The next night she did not go to the station. She went to see the wife.

The night after that she was sewing on a baby's wrapper as she sat in the Gare de l'Est, turning her eyes away in shame from the intolerable sorrow of those with families, watching for those occasional solitary or very poor ones whom alone she ventured to approach with her timidly proffered tokens of sympathy.

At the Y. W. C. A. opinions varied about her. She was patently to every eye respectable to her last drop of pale blood. And yet _was_ it quite respectable to go offering chocolate and writing-paper to soldiers you'd never seen before? Everybody knew what soldiers were! Some one finally decided smartly that her hat was a sufficient protection. It is true that her hat was not becoming, but I do not think it was what saved her from misunderstanding.

She did not always go to the Gare de l'Est every evening now. Sometimes she spent them in the little dormer-windowed room where the wife of the New York poilu waited for her baby. Several evenings she spent chasing elusive information from the American Ambulance Corps as to exactly the conditions in which a young man without money could come to drive an ambulance in France ... the young man without money being of course the reporter on the Marshallton _Herald_.

It chanced to be on one of the evenings when she was with the young wife that the need came. She sat on the stairs outside till nearly morning.

When it was quiet, she took the little new citizen of the Republic in her arms, tears of mingled thanksgiving and dreadful fear raining down her face, because another man-child had been born into the world. Would _he_ grow up only to say farewell at the Gare de l'Est? Oh, she was not sorry that she had come to France to help in that war. She understood now, she understood.

It was Ellen who wrote to the father the letter announcing the birth of a child which gave him the right to another precious short furlough. It was Ellen who went down to the Gare de l'Est, this time to the joyful wait on the muddy street outside the side door from which the returning _permissionnaires_ issued forth, caked with mud to their eyes.
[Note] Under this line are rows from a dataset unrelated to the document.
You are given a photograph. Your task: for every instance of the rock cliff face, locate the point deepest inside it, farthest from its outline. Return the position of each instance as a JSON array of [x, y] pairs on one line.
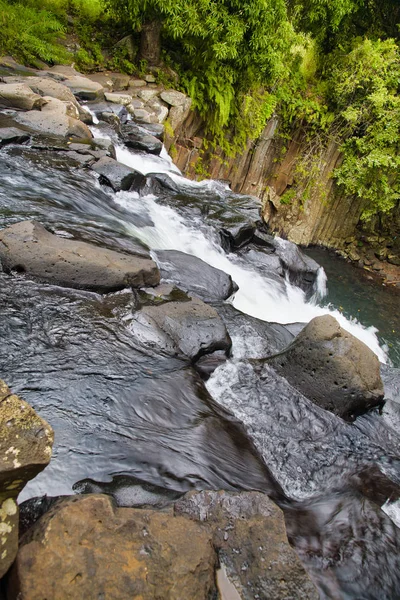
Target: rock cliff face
[[300, 198]]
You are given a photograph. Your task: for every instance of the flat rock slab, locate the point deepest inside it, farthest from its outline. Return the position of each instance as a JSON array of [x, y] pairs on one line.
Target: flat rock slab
[[56, 121], [135, 137], [83, 88], [116, 175], [27, 247], [173, 98], [26, 443], [195, 276], [249, 534], [13, 135], [175, 321], [19, 95], [332, 368], [85, 548]]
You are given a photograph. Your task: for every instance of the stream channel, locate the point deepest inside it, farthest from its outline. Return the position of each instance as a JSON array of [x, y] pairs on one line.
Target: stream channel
[[140, 424]]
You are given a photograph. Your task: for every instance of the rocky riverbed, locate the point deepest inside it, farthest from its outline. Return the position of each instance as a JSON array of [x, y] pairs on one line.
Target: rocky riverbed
[[192, 440]]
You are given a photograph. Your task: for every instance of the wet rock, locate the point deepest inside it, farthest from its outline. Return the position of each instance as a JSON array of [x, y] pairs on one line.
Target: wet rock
[[27, 247], [186, 325], [136, 137], [249, 535], [141, 115], [57, 118], [12, 135], [86, 548], [302, 269], [26, 442], [173, 98], [118, 98], [237, 236], [83, 88], [336, 538], [115, 174], [19, 95], [207, 364], [195, 276], [45, 86], [332, 368], [178, 114]]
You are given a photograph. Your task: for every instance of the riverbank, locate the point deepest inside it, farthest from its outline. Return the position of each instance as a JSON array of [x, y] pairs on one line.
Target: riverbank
[[156, 388]]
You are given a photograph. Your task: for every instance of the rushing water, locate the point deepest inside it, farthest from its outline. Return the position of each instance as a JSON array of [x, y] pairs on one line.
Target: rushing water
[[125, 412]]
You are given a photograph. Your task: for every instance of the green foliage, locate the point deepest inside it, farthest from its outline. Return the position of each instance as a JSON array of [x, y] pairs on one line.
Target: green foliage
[[28, 33], [227, 51], [364, 88]]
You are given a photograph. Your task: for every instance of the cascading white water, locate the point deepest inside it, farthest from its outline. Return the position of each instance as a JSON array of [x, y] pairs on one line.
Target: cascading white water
[[257, 296]]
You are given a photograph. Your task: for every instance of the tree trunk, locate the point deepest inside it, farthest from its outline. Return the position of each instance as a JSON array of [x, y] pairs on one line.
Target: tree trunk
[[150, 43]]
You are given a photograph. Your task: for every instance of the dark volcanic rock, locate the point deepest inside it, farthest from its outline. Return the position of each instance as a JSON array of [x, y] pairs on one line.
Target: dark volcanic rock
[[236, 236], [26, 441], [332, 368], [195, 276], [249, 534], [86, 548], [27, 247], [187, 325], [302, 269], [12, 135], [138, 138], [115, 174]]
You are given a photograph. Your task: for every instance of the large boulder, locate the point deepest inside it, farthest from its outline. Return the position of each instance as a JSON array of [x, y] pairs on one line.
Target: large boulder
[[249, 534], [27, 247], [12, 135], [180, 324], [116, 174], [26, 442], [85, 548], [332, 368], [138, 138], [19, 95], [195, 276], [57, 118], [83, 88]]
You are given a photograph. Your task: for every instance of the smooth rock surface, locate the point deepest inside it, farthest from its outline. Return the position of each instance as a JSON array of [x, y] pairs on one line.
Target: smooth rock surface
[[83, 88], [26, 442], [136, 137], [195, 276], [191, 326], [12, 135], [249, 535], [58, 118], [116, 174], [85, 548], [332, 368], [19, 95], [173, 98], [27, 247]]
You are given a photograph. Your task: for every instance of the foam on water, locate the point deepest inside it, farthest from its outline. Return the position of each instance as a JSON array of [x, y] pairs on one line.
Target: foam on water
[[257, 296]]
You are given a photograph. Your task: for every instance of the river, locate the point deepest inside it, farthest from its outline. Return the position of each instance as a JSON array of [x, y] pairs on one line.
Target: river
[[127, 417]]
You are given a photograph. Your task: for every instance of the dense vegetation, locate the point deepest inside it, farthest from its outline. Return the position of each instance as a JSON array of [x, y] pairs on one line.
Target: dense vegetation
[[331, 67]]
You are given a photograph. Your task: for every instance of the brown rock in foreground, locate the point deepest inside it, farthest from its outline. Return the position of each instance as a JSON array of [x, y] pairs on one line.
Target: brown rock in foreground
[[84, 548], [249, 535], [26, 442], [332, 368], [27, 247]]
It was Ellen who had never before "been kissed by a man" who was caught in a pair of dingy, horizon-blue arms and soundly saluted on each sallow cheek by the exultant father. It was Ellen who was made as much of a G.o.dmother as her Protestant affiliations permitted ... and oh, it was Ellen who made the fourth at the end of the furlough when (the first time the new mother had left her room) they went back to the Gare de l'Est. At the last it was Ellen who held the sleeping baby when the husband took his wife in that long, bitter embrace; it was Ellen who was not surprised or hurt that he turned away without a word to her ... she understood that ... it was Ellen whose arm was around the trembling young wife as they stood, their faces pressed against the barrier to see him for the last time; it was Ellen who went back with her to the silent desolation of the little room, who put the baby into the slackly hanging arms, and watched, her eyes burning with unshed tears, those arms close about the little new inheritor of humanity's woes....

Four months from the time she landed in Paris her money was almost gone and she was quitting the city with barely enough in her pocket to take her back to Marshallton. As simply as she had come to Paris, she now went home. She _belonged_ to Marshallton. It was a very good thing for Marshallton that she did.
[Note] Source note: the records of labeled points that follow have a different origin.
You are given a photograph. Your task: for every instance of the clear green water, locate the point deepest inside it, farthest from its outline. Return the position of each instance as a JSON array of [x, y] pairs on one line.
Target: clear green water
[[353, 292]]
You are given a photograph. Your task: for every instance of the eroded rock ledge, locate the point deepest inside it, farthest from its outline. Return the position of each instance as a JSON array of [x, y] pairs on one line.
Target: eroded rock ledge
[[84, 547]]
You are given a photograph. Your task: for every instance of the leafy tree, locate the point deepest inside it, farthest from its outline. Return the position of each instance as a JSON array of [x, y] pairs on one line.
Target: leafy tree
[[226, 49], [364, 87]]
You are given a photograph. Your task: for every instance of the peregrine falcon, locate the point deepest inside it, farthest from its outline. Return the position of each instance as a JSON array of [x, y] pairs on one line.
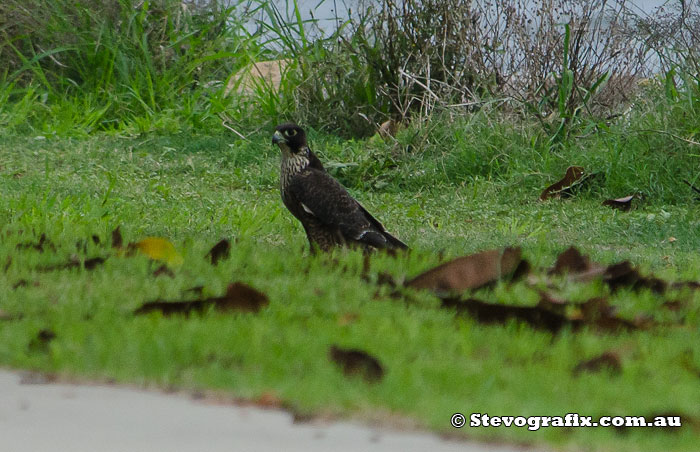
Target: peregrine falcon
[[330, 216]]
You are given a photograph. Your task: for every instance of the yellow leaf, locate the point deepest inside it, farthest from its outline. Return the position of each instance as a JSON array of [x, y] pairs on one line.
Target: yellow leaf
[[159, 249]]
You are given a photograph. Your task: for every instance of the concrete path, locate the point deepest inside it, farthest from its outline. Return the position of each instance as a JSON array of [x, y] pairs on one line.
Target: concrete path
[[64, 417]]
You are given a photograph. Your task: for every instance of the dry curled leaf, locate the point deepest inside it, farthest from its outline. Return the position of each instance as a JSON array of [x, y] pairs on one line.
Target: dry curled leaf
[[571, 261], [39, 245], [538, 317], [74, 262], [117, 240], [607, 360], [470, 272], [159, 249], [357, 362], [624, 204], [163, 270], [574, 175], [238, 297]]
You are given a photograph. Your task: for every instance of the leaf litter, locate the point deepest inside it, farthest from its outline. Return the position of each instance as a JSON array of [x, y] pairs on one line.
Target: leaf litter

She gave fifty dollars to the mother of baby Jacques (that was why she had so very little left) and she promised to send her ten dollars every month as soon as she herself should be again a wage-earner. Mrs. Putnam and her niece, inconsolable at her loss, went down to the Gare du Quai d'Orsay to see her off, looking more in keeping with the elegant travelers starting for the Midi, than Ellen did. Her place, after all, had been at the Gare de l'Est. As they shook hands warmly with her, they gave her a beautiful bouquet, the evident cost of which stabbed her to the heart. What she could have done with that money!

"You have simply transformed the _vestiaire_, Miss Boardman," said Mrs.